Another excuse I often use to not talk to girls is that bars and clubs are too loud and you can’t carry out a conversation in such environment. Once again, that is not a legitimate excuse. If it were true, I would be talking to girls in all other scenarios but I’ve had plenty of chances to talk to girls without loud music and I let each and every one of those opportunities slip away.
There’s a chance I may never get laid again. There’s a chance I’ll never get to reproduce. Natural selection is going to deselect me but it wouldn’t be because of my penis size. I simply suck at all areas of dating.
Someone went through my blog and read tens of entries a couple days ago. I wonder who it was and what he/she thought. Whether it was silly, stupid, or interesting, something seemed to hold their attention. I wish people leave comments more often. The people I want to hear from most are usually people wise enough not to comment just for the sake of commenting. I’m not shitting on any of my existing commenters though. Surprisingly, I get pretty much all quality comments but I see the internet and other blogs constantly filled with pointless comments.
I just want someone to speak up, anyone. I give credit to all who’ve spoken out to me but I’ve tired them out, understandably so. Might as well speak to me while I’m still around. Not that I’m necessarily dying anytime soon, but I would easily abandon blogging if I don’t see enough activity.
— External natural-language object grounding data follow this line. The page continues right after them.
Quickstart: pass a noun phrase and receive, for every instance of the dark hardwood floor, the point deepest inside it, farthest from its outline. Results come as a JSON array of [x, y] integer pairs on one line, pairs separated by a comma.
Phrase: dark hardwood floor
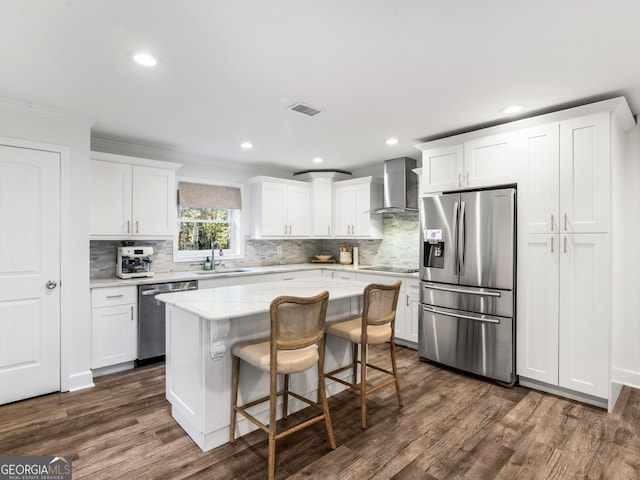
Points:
[[451, 426]]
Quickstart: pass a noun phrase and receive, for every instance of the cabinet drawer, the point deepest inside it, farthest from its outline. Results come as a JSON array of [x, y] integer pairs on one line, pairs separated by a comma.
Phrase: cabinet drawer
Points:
[[106, 297]]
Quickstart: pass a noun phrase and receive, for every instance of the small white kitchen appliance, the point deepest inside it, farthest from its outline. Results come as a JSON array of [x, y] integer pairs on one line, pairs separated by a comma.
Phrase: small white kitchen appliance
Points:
[[134, 262]]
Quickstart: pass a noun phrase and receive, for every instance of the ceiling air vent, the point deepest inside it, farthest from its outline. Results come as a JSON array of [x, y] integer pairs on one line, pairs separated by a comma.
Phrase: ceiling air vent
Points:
[[304, 109]]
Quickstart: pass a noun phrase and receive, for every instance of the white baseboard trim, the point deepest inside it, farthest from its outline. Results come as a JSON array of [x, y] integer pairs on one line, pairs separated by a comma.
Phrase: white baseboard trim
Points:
[[81, 380]]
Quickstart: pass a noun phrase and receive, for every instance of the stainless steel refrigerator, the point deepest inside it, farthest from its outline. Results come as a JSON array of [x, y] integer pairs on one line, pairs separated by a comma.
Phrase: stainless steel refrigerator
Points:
[[467, 273]]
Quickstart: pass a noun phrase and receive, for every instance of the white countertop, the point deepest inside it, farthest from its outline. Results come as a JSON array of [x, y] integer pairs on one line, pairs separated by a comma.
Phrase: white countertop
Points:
[[242, 300], [163, 277]]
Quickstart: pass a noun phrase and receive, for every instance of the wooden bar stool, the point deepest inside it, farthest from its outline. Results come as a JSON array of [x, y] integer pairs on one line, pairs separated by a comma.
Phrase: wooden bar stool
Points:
[[376, 325], [296, 344]]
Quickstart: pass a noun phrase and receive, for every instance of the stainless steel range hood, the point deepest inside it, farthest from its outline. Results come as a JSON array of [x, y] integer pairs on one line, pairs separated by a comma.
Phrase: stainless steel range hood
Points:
[[400, 186]]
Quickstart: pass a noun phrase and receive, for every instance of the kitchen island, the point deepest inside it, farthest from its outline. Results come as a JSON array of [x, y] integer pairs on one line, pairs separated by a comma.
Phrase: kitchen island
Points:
[[202, 326]]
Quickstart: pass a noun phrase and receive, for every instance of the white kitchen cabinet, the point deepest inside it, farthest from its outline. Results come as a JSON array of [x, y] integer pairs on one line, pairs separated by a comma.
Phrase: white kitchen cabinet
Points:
[[563, 176], [441, 168], [130, 200], [538, 280], [539, 179], [584, 327], [114, 323], [566, 267], [322, 207], [407, 314], [280, 208], [353, 201], [563, 311], [479, 162], [584, 174]]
Speaking of someone, someone apparently was somewhat interested in me today, at least briefly. It was an older lady at a bar, probably in her 30s. I went to a bar with some friends, female friends who I don’t normally talk to. We’re like drinking buddies except I rarely drink. Apparently they saw that lady sitting next to me looking me up and down. I was too depressed and unmotivated to do anything. There was also loud music which makes conversation impossible so attempting would’ve simply been futile. I don’t get how people can bother trying to talk in these places. I just sat silently. She said something to me but I couldn’t hear her so I just smiled. A little while later, some dude just comes and starts making out with her. I assumed he was her boyfriend. Further evidence suggests that they were actually probably strangers. I can’t compete with that kind of behavior though. I refuse to. The girl wasn’t very attractive but she could’ve had me if she made a move. I would take anyone at this point. Not a very attractive thing for me to say, but it’s true. But she got that guy anyway so I wasn’t needed… once again… Good for her though.